Monday, Jul. 17, 1933
Straws
''It isn't because I haven't got the stories. Not at all. . . . It is simply because I am convinced this business has become more than ever a matter of timeliness and I deem it wise to hold open enough places on the program to inject any new thing which may come up. . . ."
With this statement of his reasons for not releasing the names of all the 36 pictures Universal will make in the coming year, shrewd old Carl Laemmle Sr. last week revealed a few of his immediate plans: a cinema biography of the late Flo Ziegfeld, written by his widow Billie Burke; a dramatization of Only Yesterday to make all but youngsters recall the Nineteen Twenties;--'Charles G. Norris' lusty Zest; a story by Harold Bell Wright called Ma Cinderella, and Vicki Baum's I Give My Love.

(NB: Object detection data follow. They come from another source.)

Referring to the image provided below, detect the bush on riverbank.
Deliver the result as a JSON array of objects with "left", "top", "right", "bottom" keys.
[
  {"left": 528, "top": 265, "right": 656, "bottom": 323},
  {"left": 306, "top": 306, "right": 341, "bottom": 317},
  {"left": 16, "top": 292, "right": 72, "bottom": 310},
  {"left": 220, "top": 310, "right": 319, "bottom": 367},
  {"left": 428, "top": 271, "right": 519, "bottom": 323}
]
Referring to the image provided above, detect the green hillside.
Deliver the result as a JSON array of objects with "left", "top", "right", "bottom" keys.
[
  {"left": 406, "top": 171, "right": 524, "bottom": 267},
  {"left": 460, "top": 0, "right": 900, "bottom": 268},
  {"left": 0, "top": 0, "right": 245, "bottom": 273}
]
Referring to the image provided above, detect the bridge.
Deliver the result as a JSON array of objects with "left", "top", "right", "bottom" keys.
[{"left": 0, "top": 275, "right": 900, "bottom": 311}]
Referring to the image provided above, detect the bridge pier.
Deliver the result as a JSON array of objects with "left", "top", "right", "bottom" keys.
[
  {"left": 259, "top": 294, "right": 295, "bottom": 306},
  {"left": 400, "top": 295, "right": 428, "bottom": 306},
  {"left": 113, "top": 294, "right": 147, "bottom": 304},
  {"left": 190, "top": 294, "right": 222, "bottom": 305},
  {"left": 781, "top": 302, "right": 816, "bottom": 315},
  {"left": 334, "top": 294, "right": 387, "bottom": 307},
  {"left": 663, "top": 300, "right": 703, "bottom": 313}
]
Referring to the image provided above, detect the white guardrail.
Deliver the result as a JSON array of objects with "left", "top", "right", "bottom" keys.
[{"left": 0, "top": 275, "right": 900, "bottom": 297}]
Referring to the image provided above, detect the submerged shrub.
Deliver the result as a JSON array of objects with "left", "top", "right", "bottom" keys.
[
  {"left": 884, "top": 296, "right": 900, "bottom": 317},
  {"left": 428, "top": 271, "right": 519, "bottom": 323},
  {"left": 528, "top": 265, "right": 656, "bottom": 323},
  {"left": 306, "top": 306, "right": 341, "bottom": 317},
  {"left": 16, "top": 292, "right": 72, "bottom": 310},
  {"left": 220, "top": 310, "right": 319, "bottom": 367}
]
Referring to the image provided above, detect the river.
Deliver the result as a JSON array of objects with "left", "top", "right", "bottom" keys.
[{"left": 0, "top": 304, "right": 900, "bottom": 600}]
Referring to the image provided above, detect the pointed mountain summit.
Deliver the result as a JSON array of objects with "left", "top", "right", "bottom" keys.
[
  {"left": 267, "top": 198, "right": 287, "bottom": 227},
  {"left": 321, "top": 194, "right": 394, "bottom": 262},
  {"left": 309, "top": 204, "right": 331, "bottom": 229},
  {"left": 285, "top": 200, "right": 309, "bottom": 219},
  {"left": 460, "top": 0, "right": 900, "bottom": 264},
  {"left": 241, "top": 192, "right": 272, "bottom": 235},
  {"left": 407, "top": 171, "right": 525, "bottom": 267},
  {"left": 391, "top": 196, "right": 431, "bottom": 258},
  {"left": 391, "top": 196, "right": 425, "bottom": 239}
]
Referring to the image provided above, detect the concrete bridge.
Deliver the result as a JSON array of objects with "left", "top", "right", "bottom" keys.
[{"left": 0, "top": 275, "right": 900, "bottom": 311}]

Most noticeable current trend in the cinema is toward musicomedies. This type, instead of subsiding as most producers expected after the release of Forty-Second Street, has grown until 16 are now scheduled for next season. RKO will make six starting with Flying Down to Rio, in which Dolores del Rio will play opposite Fred Astaire.
After weeks of tubthumping, oratory, advertisements in Variety, arguments with directors and actors to get them to sign new contracts in time to appear on company rosters, the major producers (except Warner's and United Artists, whose conferences have not yet been held) announced a total of 301 pictures, divided as follows:
Paramount 65 Fox 54 RKO 52 Columbia 48 MGM 46 Universal 36
Proudest boast of MGM was that Greta Garbo had returned to Hollywood after all, signed a new contract, and was ready to start her next picture (Queen Christina). Also signed up for one prizefight picture was Heavyweight Challenger Max Baer. Still addicted to all-star casts, MGM was ready to release Dinner at Eight which contains almost every performer on the lot except John Barrymore's macaw. RKO promised Sinclair Lewis' Ann Viewers. It would also tackle Of Human Bondage, Somerset Maugham's long-neglected but deeply moving story of a cripple. Fox announced it had bought the rights to Music in the Air, planned a series of shorts made from old nickelodeon cinemas. Paramount ballyhooed Mae West louder than Marlene Dietrich, planned to stop sending its feature pictures to outlying districts before they have been screened in Paramount's pretentious string of urban theatres.
*Not to be confused with This Is America, a compilation of 1917-33 newsreels, now awaiting release.